Deste modo, temos de entender que esta norma é também aplicável ao processo de execução fiscal quando este pretenda executar ato administrativo cuja revogação se pretende pela ação administrativa especial e cuja suspensão de eficácia foi também requerida e relativamente à qual não foi oposta resolução fundamentada no sentido de que o diferimento da execução seria gravemente prejudicial para o interesse público.
Esta suspensão poderá ser efetuada mediante comunicação da autoridade que praticou o ato ao órgão da execução fiscal, mas nada impede que seja o próprio interessado a requerer essa suspensão, desde que prove o requisito do artº 128º, nº 1, sendo certo que o órgão da execução fiscal, se tiver dúvidas, sempre poderá interpelar o exequente quanto a essa suspensão, antes de a decretar.
Por tudo o que ficou dito, a decisão recorrida não pode manter-se por violadora do direito da interessada à tutela jurisdicional efetiva.
Acresce que, de acordo com os documentos juntos aos autos a fls. 412 e segs., a providência cautelar acima referida interposta pela recorrente foi decretada, tendo a respetiva decisão transitado em julgado em 07.01.2013.
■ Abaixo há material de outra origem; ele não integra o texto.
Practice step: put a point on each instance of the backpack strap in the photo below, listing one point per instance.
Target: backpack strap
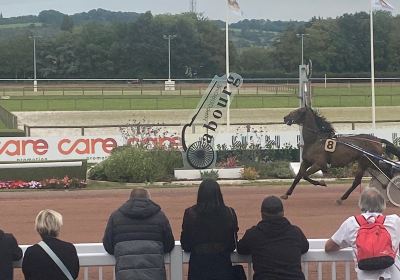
(56, 259)
(361, 220)
(380, 219)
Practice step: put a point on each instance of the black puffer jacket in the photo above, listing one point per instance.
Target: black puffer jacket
(276, 247)
(9, 252)
(138, 234)
(209, 237)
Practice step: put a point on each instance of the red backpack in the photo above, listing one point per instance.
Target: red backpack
(374, 244)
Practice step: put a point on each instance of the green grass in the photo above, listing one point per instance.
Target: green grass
(19, 25)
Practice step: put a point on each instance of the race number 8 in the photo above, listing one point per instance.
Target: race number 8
(330, 145)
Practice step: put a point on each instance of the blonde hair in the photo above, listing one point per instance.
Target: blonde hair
(48, 223)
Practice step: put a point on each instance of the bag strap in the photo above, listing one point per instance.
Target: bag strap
(56, 259)
(360, 220)
(235, 237)
(380, 219)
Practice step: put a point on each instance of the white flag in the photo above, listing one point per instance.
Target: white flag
(234, 5)
(382, 5)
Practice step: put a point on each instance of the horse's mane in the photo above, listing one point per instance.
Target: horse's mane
(323, 125)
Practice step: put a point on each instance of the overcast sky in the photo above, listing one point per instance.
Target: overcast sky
(214, 9)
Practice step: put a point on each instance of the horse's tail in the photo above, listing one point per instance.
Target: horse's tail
(391, 148)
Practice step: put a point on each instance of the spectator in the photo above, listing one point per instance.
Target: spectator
(138, 234)
(9, 252)
(274, 244)
(208, 231)
(371, 204)
(37, 263)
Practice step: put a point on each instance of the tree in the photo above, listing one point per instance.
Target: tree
(67, 23)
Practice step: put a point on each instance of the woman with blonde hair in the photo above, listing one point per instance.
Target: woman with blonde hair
(52, 258)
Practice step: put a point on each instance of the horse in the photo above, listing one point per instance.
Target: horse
(316, 130)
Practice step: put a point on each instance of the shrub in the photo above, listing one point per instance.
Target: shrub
(212, 174)
(249, 173)
(229, 162)
(136, 164)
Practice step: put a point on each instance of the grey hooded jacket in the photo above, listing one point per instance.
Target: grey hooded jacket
(138, 234)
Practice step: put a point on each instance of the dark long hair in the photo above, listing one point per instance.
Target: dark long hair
(209, 197)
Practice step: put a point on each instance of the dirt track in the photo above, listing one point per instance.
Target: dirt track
(86, 211)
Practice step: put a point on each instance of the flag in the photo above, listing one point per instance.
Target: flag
(382, 5)
(234, 5)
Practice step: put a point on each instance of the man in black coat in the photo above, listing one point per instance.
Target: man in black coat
(9, 252)
(138, 234)
(274, 244)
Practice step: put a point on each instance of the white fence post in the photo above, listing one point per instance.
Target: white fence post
(176, 263)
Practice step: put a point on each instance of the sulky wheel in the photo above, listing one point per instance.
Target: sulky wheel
(393, 190)
(200, 155)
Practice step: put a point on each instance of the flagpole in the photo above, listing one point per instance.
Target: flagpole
(227, 66)
(372, 66)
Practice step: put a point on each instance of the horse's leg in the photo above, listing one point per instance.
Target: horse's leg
(300, 174)
(314, 182)
(303, 173)
(356, 182)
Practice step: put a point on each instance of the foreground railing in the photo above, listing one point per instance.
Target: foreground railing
(316, 263)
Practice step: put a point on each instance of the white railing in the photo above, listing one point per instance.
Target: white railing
(94, 255)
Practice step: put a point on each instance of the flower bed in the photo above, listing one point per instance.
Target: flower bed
(52, 183)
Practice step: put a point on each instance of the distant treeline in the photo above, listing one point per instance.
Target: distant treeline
(104, 44)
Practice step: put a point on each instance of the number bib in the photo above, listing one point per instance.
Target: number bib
(330, 145)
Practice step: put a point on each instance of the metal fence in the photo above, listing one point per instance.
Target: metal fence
(9, 119)
(316, 264)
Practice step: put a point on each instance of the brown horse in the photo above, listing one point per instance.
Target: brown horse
(316, 130)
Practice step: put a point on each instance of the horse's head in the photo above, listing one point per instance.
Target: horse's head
(296, 116)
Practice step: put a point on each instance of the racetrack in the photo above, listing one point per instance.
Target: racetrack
(180, 117)
(86, 211)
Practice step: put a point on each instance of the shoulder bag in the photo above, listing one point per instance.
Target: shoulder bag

7. Nestes termos e pelo exposto, concede-se provimento ao recurso, revogando-se a decisão recorrida com a consequente revogação do despacho reclamado e ficando suspensa a execução fiscal até ao trânsito em julgado da decisão que vier a ser proferida na acção administrativa especial.
Sem custas.
Lisboa, 20 de fevereiro de 2013. – Valente Torrão (relator) – Ascensão Lopes – Pedro Delgado.